Las identificó en seguida. Martín las había sacado el fin de semana que habían pasado en la casa rural. Se paró delante de la que tenía más cerca.
La playa de Deba
. Se movió con lentitud hasta la siguiente.
La iglesia de Santa María
. Un pórtico precioso.
El puerto de Mutriku
. Parecen barquitos de juguete.
Un primer plano de la virgen de Itziar. Un segundo plano de la virgen de Itziar. El perfil de la virgen de Itziar
. El recorrido continuaba en la siguiente pared. Martín seguía sus movimientos, interesado por su reacción ante lo que vería a continuación.
Luz intentó adivinar qué era aquella maraña roja que tenía delante. No era lana, no eran hilos, era... ¡Era una imagen de su pelo! Sin ser consciente, dirigió una mano a su melena y se apartó un mechón que le caía por la frente. No se atrevió a darse la vuelta y mirar a Martín. Se le había acelerado la respiración. Otra mirada un poco más allá le indicó que aquello no había hecho más que empezar. La segunda imagen era una toma de su cara. La tercera, una de cuerpo entero. La cuarta, un primer plano de sus ojos y, en la siguiente, la mitad de sus labios y el pequeño lunar que tenía a la izquierda de la boca y, la última, una instantánea de sus manos mientras hacía girar el anillo de plata que siempre llevaba en la mano derecha.

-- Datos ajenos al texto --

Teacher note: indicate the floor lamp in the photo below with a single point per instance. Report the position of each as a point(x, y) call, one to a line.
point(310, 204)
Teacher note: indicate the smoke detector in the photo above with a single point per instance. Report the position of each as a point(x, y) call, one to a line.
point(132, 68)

No tuvo que darse la vuelta para saber que él estaba detrás de ella. Lo sentía a un palmo de su cuerpo. El vello de la nuca se le erizó. Deseó recostarse sobre su pecho, cerrar los ojos y que él la rodeara con los brazos, pero no se atrevió. Dudó en formular la pregunta que bailaba en su mente desde el momento en el que había descubierto que ella era el tema principal de aquella exposición.

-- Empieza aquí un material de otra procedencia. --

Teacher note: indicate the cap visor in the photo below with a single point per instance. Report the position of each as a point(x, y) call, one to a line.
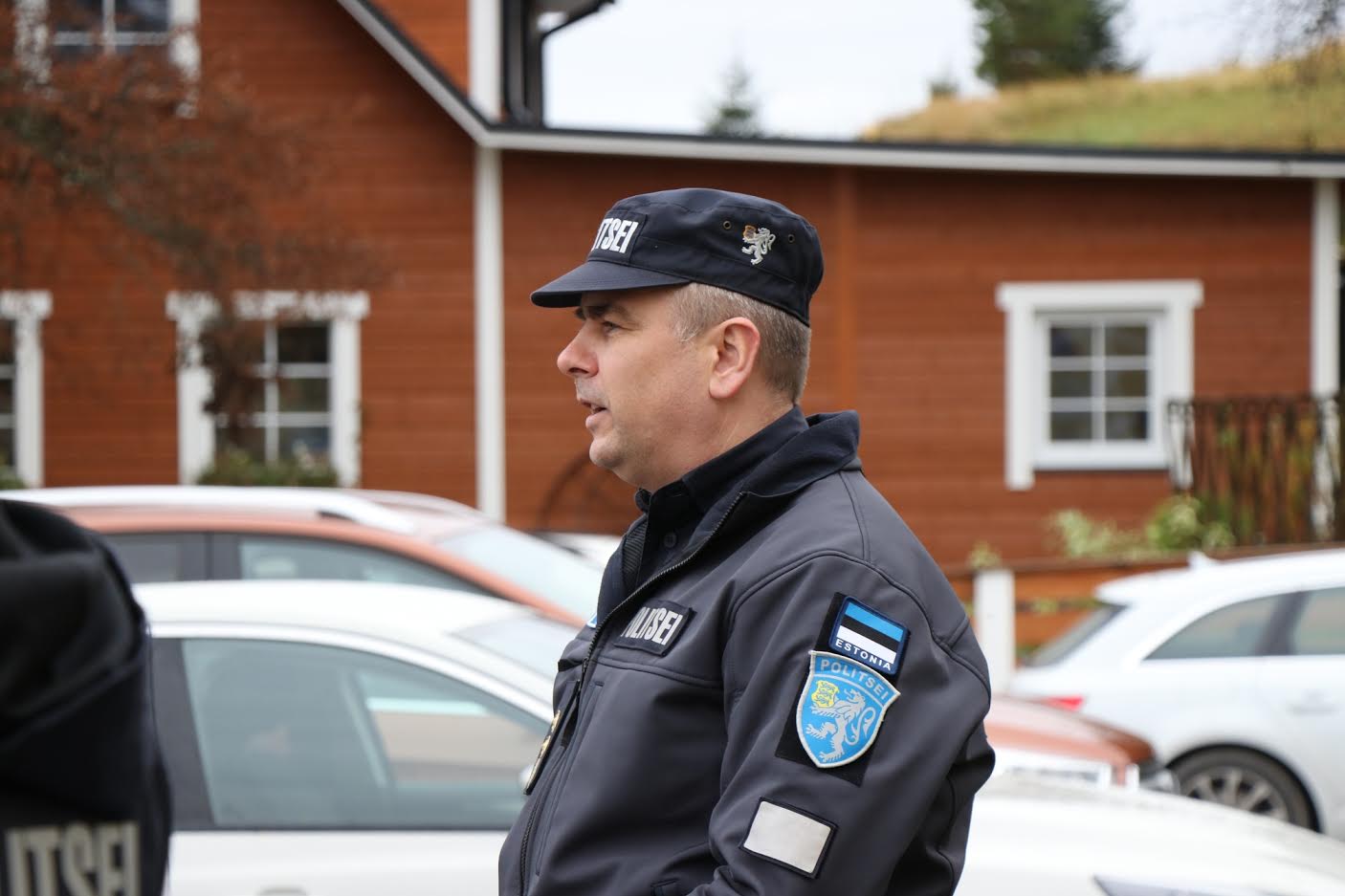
point(599, 276)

—¿Por qué? —murmuró al fin, con la vista fija en la pared repleta de imágenes propias.
—Porque estabas allí —fue la sencilla respuesta.

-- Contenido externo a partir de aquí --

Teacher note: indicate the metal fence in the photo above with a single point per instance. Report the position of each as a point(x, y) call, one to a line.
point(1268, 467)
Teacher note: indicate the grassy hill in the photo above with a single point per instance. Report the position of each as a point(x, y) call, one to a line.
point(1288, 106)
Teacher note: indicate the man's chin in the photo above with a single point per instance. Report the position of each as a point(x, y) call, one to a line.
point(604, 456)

Aquella era la contestación natural. Al fin y al cabo, él era un fotógrafo profesional y aquello era lo que hacía: tirar fotos a diestro y siniestro sin importar qué o quién estuviera en el centro del objetivo. Pero algo le decía que no era cierto, que aquellas tres palabras, aparentemente tan creíbles, no mostraban la realidad. Y ella no iba a dejar escapar la oportunidad de saber la verdad. Se giró con rapidez y le miró a los ojos.
—Mentiroso —le provocó.
Él la observaba muy serio. Dejó pasar los segundos en silencio y, cuando Luz comenzaba a pensar que había estropeado el momento de intimidad, sus labios se curvaron en una sonrisa sugerente. Sonrisa que se paralizó de repente para ser sustituida por unas arrugas que aparecieron en medio de la frente.
Le vio meter la mano en el bolsillo trasero del pantalón y sacar el teléfono.
—La grúa —anunció justo antes de descolgar.
—Tus padres son encantadores —comentó Luz para romper el hielo.
—Como todos, supongo —contestó Martín mientras comprobaba la distancia que les separaba del coche que les precedía y pisaba el freno.
No como todos
, se dijo ella cuando recordó a sus propios progenitores y lo poco que los echaba de menos.
Luz los acababa de conocer. Dos simpáticos viejecillos a los que la había presentado como “una amiga de trabajo”. Ella habría jurado que se habían alegrado más de lo razonable cuando habían aparecido para pedirles el coche y poder llevar a Luz hasta Bilbao.